Des personnages illustres
Joseph Nadanowska, fils de déportée, placé dans une famille d’accueil à Gannay-sur-Loire
Joseph Nadanowska est né le 17 janvier 1938 à Paris. Sa maman, Szajndla Nadanowska, née le 15 juin 1914 à Ostrowiec (Pologne), élève seule son fils, 52 avenue de la Porte de Villiers, à Levallois-Perret.
Le 15 juin 1942, une jeune voisine de Madame Nadanowska qui gardait occasionnellement le petit Joseph, le récupère à l’école de Levallois-Perret. Arrivé à la maison, il n’y a personne. Devant l’absence prolongée de sa maman, la jeune fille conduit Joseph au commissariat de police. Après une nuit passée au poste, Joseph est confié à l’assistance publique. Il est admis le 17 juin 1942 dans le service des Enfants assistés de la Seine au titre d’enfant « recueilli temporairement ». Il a 4 ans.
Le 8 juillet, Joseph est conduit dans sa première famille d’accueil : un couple d’agriculteurs à Saint-Aubin-sur-Loire (Saône-et-Loire) où il restera jusqu’à ses 11 ans.
A 11 ans, Joseph est placé dans une nouvelle famille d’accueil : la famille Quatresous à Gannay-sur-Loire où il restera jusqu’à son départ en Algérie. Certains Chevagnois se souviennent de Joseph qui avait par ailleurs confié à son épouse que pendant sa jeunesse, il venait au club théâtre de Chevagnes.
Il n’a aucune nouvelle de sa mère et personne ne lui en parle…
En 1953, l’administration demande sa naturalisation. Son dossier est donc rouvert mais Joseph n’apprend rien de plus sur la disparation de sa maman.
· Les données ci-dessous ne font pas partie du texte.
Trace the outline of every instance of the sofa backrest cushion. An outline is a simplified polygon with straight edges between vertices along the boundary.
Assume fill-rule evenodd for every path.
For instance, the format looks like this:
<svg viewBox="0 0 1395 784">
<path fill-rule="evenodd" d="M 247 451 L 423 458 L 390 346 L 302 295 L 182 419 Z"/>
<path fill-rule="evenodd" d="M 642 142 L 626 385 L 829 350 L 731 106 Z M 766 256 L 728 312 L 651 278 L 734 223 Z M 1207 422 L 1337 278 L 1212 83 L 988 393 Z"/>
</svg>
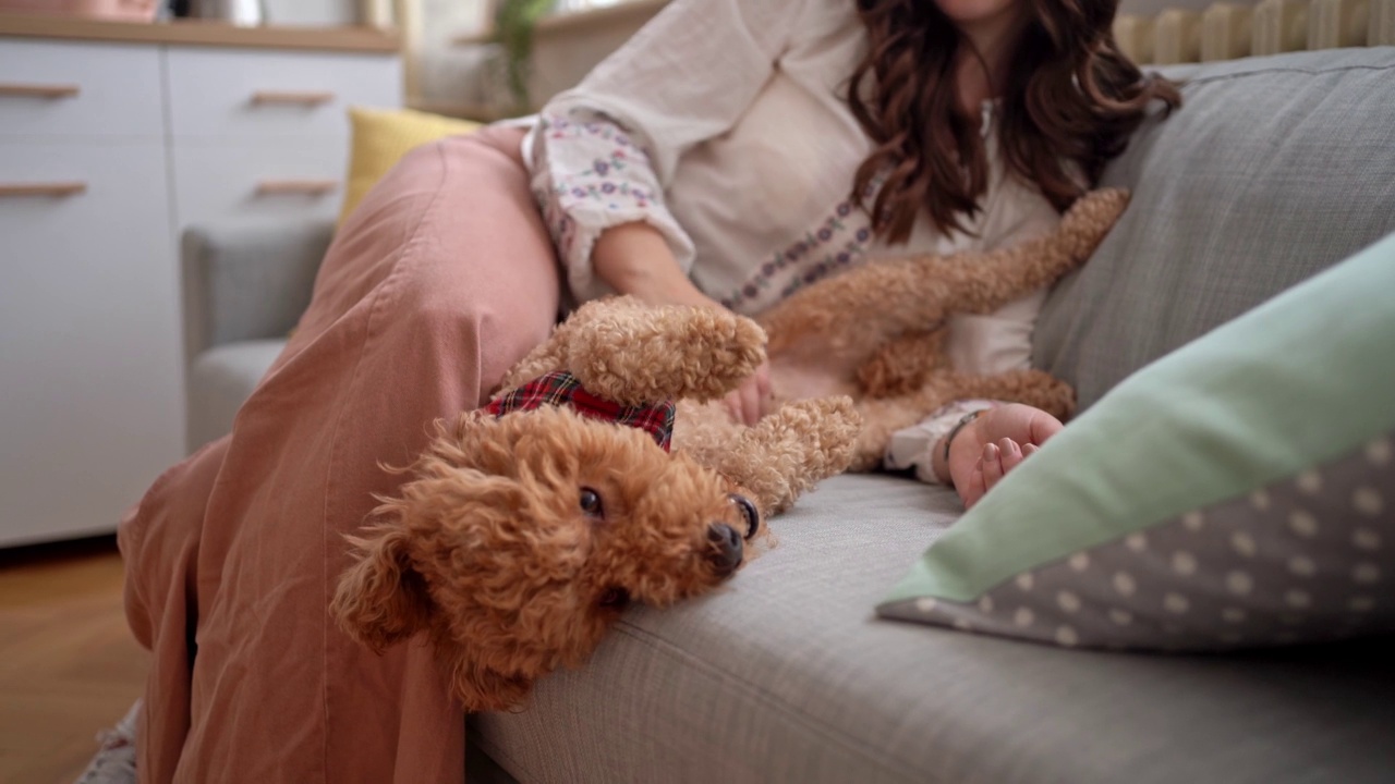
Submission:
<svg viewBox="0 0 1395 784">
<path fill-rule="evenodd" d="M 1106 169 L 1129 211 L 1036 324 L 1034 364 L 1081 409 L 1395 230 L 1395 47 L 1165 74 L 1186 78 L 1183 109 Z"/>
</svg>

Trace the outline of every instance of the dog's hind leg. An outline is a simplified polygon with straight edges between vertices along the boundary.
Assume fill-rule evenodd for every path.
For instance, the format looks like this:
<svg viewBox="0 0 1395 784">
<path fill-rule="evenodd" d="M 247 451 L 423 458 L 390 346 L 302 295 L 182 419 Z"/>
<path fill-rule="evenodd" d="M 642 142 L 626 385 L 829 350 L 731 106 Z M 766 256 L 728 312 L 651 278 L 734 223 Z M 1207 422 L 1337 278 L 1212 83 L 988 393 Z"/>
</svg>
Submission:
<svg viewBox="0 0 1395 784">
<path fill-rule="evenodd" d="M 766 518 L 847 470 L 859 425 L 850 398 L 785 403 L 741 430 L 725 449 L 710 452 L 710 467 L 735 483 Z"/>
<path fill-rule="evenodd" d="M 858 403 L 862 432 L 858 435 L 850 470 L 869 472 L 879 467 L 893 432 L 925 420 L 944 403 L 968 398 L 1027 403 L 1060 420 L 1076 412 L 1076 392 L 1070 385 L 1039 370 L 996 375 L 937 372 L 923 388 L 908 395 Z"/>
<path fill-rule="evenodd" d="M 1089 258 L 1129 202 L 1105 188 L 1081 197 L 1050 234 L 1004 250 L 918 255 L 865 264 L 799 289 L 759 317 L 769 352 L 822 340 L 838 356 L 866 357 L 951 312 L 992 312 Z"/>
</svg>

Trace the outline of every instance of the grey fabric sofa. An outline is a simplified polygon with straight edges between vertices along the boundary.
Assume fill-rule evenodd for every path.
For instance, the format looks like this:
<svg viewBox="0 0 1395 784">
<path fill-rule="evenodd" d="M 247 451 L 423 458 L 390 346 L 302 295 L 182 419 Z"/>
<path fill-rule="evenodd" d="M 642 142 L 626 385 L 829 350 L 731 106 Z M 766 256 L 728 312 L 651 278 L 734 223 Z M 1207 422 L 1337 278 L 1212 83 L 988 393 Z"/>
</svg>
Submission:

L’assistance publique lui adresse simplement un courrier accompagné de la pièce justificative de sa naturalisation française en 1955.
Bien que très bon élève, Joseph ne poursuit pas sa scolarité après avoir obtenu son certificat d’études en 1951. Il travaille quelques temps comme employé chez les Quatresous puis suit une formation d’horticulteur jusqu’à son départ, en 1958 _ après quatre mois de classe dans le 13e bataillon de chasseurs alpins à Chambéry _ pour l’Algérie.
En 1959, Joseph a 21 ans et devient doncmajeur. Depuis l’Algérie il écrit à l’administration pour demander des informations sur sa famille. L’assistance lui répond qu’il a été abandonné par sa mère et qu’elle n’a pas d’autre information !
De retour à Moulins en 1960, il suit une formation de grutier. CAP en poche, il entre dans une entreprise de travaux publics où il restera jusqu’en 1968, date à laquelle il obtient son concours d’entrée à la SNCF où il travaillera jusqu’à sa retraite en 1993.
Le 17 mai 1969 Joseph épouse Monique rencontrée quelque temps auparavant.
Ensemble, ils obtiennent un rendez-vous au Bureau départemental de l’Assistance publique à Moulins où ils s’entendent dire qu’on ne peut rien leur révéler sur le dossier de Joseph au motif qu’il y a eu abandon de la mère et que le secret doit être gardé.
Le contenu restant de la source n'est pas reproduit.